Time

The Training Scale gives us a framework. But the ingredient that holds it all together never appears on the diagram. A few thoughts on the one thing in dressage we cannot shortcut.

Lisa Wilcox

6/3/20261 min read

Lisa Wilcox finishing a Grand Prix test on a tall chestnut gelding
Lisa Wilcox finishing a Grand Prix test on a tall chestnut gelding

When we talk about the Training Scale, that pyramid we return to again and again, we often speak of rhythm, relaxation, contact, impulsion, straightness. These are the visible layers. The ones we can name, measure, and feel.

But there is something that binds those layers together that doesn't appear on the diagram. Something that holds the foundation to everything above it, quietly and without ceremony.

That element is time.

Time is perhaps the most non-negotiable ingredient in all of dressage, and yet it is the one we most often try to negotiate. I am asked frequently, by students, by riders at clinics, by people just beginning this journey, some version of the same question: How long will this take? When can I ask for this movement? How long until my horse is ready?

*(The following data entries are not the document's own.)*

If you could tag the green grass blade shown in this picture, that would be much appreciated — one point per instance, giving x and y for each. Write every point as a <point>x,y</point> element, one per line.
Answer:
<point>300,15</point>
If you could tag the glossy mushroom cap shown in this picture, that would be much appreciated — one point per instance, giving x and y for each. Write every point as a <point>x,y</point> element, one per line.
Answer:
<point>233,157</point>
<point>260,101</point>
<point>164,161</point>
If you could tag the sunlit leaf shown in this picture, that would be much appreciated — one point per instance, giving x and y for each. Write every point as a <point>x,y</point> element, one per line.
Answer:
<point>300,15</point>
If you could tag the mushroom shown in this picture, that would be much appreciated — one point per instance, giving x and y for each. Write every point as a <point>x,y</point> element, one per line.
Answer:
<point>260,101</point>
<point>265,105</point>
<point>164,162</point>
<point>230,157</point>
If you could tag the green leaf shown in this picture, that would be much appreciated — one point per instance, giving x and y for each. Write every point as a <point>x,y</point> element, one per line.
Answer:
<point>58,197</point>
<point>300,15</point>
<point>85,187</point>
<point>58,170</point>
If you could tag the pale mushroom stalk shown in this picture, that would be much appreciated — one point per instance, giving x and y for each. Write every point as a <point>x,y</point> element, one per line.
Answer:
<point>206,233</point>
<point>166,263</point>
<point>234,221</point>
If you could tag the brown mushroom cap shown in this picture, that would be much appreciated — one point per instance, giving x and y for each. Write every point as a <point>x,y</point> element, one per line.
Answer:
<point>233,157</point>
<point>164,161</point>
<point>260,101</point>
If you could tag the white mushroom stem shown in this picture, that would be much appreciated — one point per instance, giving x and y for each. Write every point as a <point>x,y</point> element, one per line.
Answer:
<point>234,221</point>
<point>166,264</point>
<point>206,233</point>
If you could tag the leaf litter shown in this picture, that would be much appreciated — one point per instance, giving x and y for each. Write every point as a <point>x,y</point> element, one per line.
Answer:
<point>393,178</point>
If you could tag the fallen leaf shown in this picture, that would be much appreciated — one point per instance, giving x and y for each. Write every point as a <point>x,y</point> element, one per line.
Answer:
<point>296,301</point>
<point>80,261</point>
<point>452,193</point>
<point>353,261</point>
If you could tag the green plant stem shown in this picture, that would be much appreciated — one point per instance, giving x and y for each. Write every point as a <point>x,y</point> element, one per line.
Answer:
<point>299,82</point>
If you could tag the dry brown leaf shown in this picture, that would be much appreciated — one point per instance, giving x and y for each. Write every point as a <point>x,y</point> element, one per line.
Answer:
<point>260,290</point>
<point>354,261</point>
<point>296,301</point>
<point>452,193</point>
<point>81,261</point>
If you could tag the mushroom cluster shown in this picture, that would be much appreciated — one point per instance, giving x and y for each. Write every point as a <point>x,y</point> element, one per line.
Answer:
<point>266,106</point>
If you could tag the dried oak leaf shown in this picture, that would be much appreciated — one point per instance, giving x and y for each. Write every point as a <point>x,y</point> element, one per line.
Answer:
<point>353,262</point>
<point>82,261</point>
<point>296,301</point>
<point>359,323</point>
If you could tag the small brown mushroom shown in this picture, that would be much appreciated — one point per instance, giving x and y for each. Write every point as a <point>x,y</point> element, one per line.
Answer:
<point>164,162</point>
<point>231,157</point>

I understand the question. I have asked it myself.

But I want to gently invite you to reframe it.

Instead of measuring the distance to the destination, what if you turned your attention to where you are standing right now? To the horse beneath you today, his rhythm, his try, the way he softens into your hand on a good day, the way he tells you what he needs on a harder one.

Strength cannot be manufactured. It develops organically, in its own time, layer by layer, just like the scale itself. And when we rush what isn't ready, we don't just slow the process. We risk the relationship.

The horses that have meant the most to me in my career were not the ones I arrived at quickly. They were the ones I stayed with. The ones I was patient enough to listen to.

So the next time you feel impatient, and you will, we all do, try to redirect that energy into gratitude. You are here. You have a partner. The process is the gift.

Dressage is not a destination. It is one of the most extraordinary ongoing conversations you will ever have.

Trust the time. It is doing more than you think.